Au sommet de la coupole qui couronne cette chapelle d’Islam, un vaste nid de cigogne est posé. Au pied du mur, sous la fenêtre, la kyrielle des mendians aveugles. Hommes déchus et libres oiseaux, tous les deux se ressemblent, tous les deux errans et fidèles, ramenés par chaque saison au même tombeau familier, l’un à la cime et l’autre au pied.
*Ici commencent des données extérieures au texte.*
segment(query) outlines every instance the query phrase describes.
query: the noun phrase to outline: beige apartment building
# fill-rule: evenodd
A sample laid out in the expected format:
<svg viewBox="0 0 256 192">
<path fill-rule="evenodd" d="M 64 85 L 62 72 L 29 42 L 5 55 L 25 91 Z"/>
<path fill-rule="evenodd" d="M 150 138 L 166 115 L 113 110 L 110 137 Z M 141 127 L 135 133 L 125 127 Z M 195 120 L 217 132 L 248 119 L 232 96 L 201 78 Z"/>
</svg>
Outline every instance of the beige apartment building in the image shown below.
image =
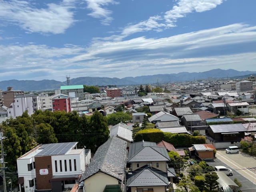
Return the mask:
<svg viewBox="0 0 256 192">
<path fill-rule="evenodd" d="M 15 96 L 18 95 L 24 95 L 24 92 L 20 90 L 14 90 L 12 87 L 8 87 L 7 90 L 2 93 L 2 105 L 9 108 Z"/>
</svg>

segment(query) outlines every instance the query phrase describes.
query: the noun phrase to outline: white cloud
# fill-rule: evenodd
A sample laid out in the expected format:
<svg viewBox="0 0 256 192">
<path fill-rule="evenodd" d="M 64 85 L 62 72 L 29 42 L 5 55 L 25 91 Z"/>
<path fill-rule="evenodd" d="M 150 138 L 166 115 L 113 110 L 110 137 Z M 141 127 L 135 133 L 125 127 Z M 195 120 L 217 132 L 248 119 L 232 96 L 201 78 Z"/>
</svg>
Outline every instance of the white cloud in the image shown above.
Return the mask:
<svg viewBox="0 0 256 192">
<path fill-rule="evenodd" d="M 101 19 L 101 23 L 104 25 L 109 25 L 113 18 L 110 17 L 112 11 L 102 7 L 109 4 L 117 4 L 119 2 L 114 0 L 85 0 L 87 3 L 87 8 L 92 10 L 92 12 L 88 14 L 94 18 Z"/>
<path fill-rule="evenodd" d="M 0 0 L 0 20 L 6 23 L 18 25 L 31 32 L 63 33 L 76 21 L 70 11 L 71 0 L 62 4 L 47 4 L 47 8 L 34 7 L 28 2 Z"/>
<path fill-rule="evenodd" d="M 256 31 L 255 26 L 235 24 L 159 39 L 95 42 L 88 48 L 70 44 L 61 48 L 2 45 L 0 78 L 32 73 L 38 74 L 34 78 L 38 80 L 44 73 L 48 74 L 44 78 L 59 80 L 64 78 L 63 74 L 122 78 L 141 76 L 146 71 L 146 74 L 176 73 L 184 67 L 191 72 L 217 68 L 241 70 L 242 66 L 243 70 L 253 70 Z"/>
<path fill-rule="evenodd" d="M 90 0 L 93 1 L 94 0 Z M 201 12 L 210 10 L 222 3 L 222 0 L 180 0 L 177 5 L 166 12 L 163 16 L 155 15 L 137 24 L 125 27 L 120 35 L 98 38 L 102 40 L 120 41 L 132 34 L 151 30 L 161 32 L 168 28 L 175 27 L 179 18 L 194 12 Z"/>
</svg>

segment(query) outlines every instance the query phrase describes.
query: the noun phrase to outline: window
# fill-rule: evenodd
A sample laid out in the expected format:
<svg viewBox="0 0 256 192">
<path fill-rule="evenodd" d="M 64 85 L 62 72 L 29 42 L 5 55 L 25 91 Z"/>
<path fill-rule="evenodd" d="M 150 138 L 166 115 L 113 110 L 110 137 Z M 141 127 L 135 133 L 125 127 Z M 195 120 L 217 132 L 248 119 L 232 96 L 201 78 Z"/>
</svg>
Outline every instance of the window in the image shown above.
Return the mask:
<svg viewBox="0 0 256 192">
<path fill-rule="evenodd" d="M 75 171 L 76 170 L 76 160 L 75 159 L 74 160 L 74 165 L 75 168 Z"/>
<path fill-rule="evenodd" d="M 28 164 L 28 170 L 31 171 L 33 169 L 33 165 L 32 163 L 30 164 Z"/>
<path fill-rule="evenodd" d="M 62 172 L 62 162 L 61 160 L 60 160 L 60 172 Z"/>
<path fill-rule="evenodd" d="M 71 160 L 69 160 L 69 170 L 72 171 L 72 165 L 71 164 Z"/>
<path fill-rule="evenodd" d="M 29 180 L 29 187 L 32 187 L 34 185 L 34 179 L 32 180 Z"/>
<path fill-rule="evenodd" d="M 58 172 L 58 165 L 57 164 L 57 161 L 55 161 L 55 172 Z"/>
<path fill-rule="evenodd" d="M 65 165 L 65 171 L 67 171 L 67 160 L 64 160 L 64 164 Z"/>
<path fill-rule="evenodd" d="M 68 184 L 76 184 L 76 180 L 66 180 L 64 182 L 65 185 Z"/>
</svg>

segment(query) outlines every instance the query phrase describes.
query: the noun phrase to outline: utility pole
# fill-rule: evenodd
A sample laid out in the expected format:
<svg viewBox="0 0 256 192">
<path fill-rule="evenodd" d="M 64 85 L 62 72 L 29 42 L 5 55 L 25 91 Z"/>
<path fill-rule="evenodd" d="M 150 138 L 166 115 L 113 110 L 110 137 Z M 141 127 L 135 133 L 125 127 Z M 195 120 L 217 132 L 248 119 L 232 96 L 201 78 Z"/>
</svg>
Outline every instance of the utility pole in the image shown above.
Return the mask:
<svg viewBox="0 0 256 192">
<path fill-rule="evenodd" d="M 0 140 L 1 140 L 1 152 L 2 154 L 2 158 L 0 160 L 0 162 L 3 164 L 3 167 L 2 167 L 2 172 L 3 177 L 3 182 L 4 182 L 4 191 L 6 192 L 6 184 L 5 182 L 5 173 L 4 170 L 4 148 L 3 147 L 3 139 L 5 138 L 3 137 L 3 133 L 0 132 Z"/>
</svg>

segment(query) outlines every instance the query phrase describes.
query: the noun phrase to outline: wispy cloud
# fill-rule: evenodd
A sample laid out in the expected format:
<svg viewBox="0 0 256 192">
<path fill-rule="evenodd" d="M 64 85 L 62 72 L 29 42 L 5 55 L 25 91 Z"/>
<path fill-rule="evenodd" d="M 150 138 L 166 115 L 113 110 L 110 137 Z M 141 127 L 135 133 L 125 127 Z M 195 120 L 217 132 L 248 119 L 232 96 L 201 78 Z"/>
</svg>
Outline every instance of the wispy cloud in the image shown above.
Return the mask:
<svg viewBox="0 0 256 192">
<path fill-rule="evenodd" d="M 47 4 L 47 8 L 37 8 L 29 2 L 0 0 L 0 20 L 7 25 L 18 25 L 29 32 L 63 33 L 76 21 L 72 8 L 72 0 L 59 4 Z"/>
<path fill-rule="evenodd" d="M 109 25 L 113 18 L 110 16 L 112 11 L 102 7 L 110 4 L 117 4 L 119 2 L 114 0 L 85 0 L 87 3 L 87 8 L 92 10 L 92 12 L 88 14 L 94 18 L 101 19 L 102 24 Z"/>
<path fill-rule="evenodd" d="M 93 1 L 93 0 L 91 0 Z M 210 10 L 222 3 L 222 0 L 180 0 L 172 9 L 163 15 L 155 15 L 148 19 L 125 27 L 120 34 L 110 37 L 96 38 L 95 40 L 121 41 L 124 38 L 136 33 L 150 30 L 161 32 L 167 28 L 176 26 L 179 18 L 193 12 L 201 12 Z"/>
</svg>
L’écuelle de bois sur les genoux, ces mendians, en plein soleil, insoucieux de chercher une ombre dont leur peau boucanée n’éprouve sans doute plus la douceur, et que leurs yeux sinistrement ouverts ne reconnaissent même plus, psalmodient leurs litanies, où revient sans cesse le nom de Si Moulay Ibrahim, l’habitant du mausolée. Leurs voix infatigables bercent le silence de la rue, tandis qu’en haut de la kouba, immobile sur une patte, la cigogne, dans la lumière argentée, semble l’image de la méditation solitaire, la prière elle-même prête à s’envoler en plein ciel.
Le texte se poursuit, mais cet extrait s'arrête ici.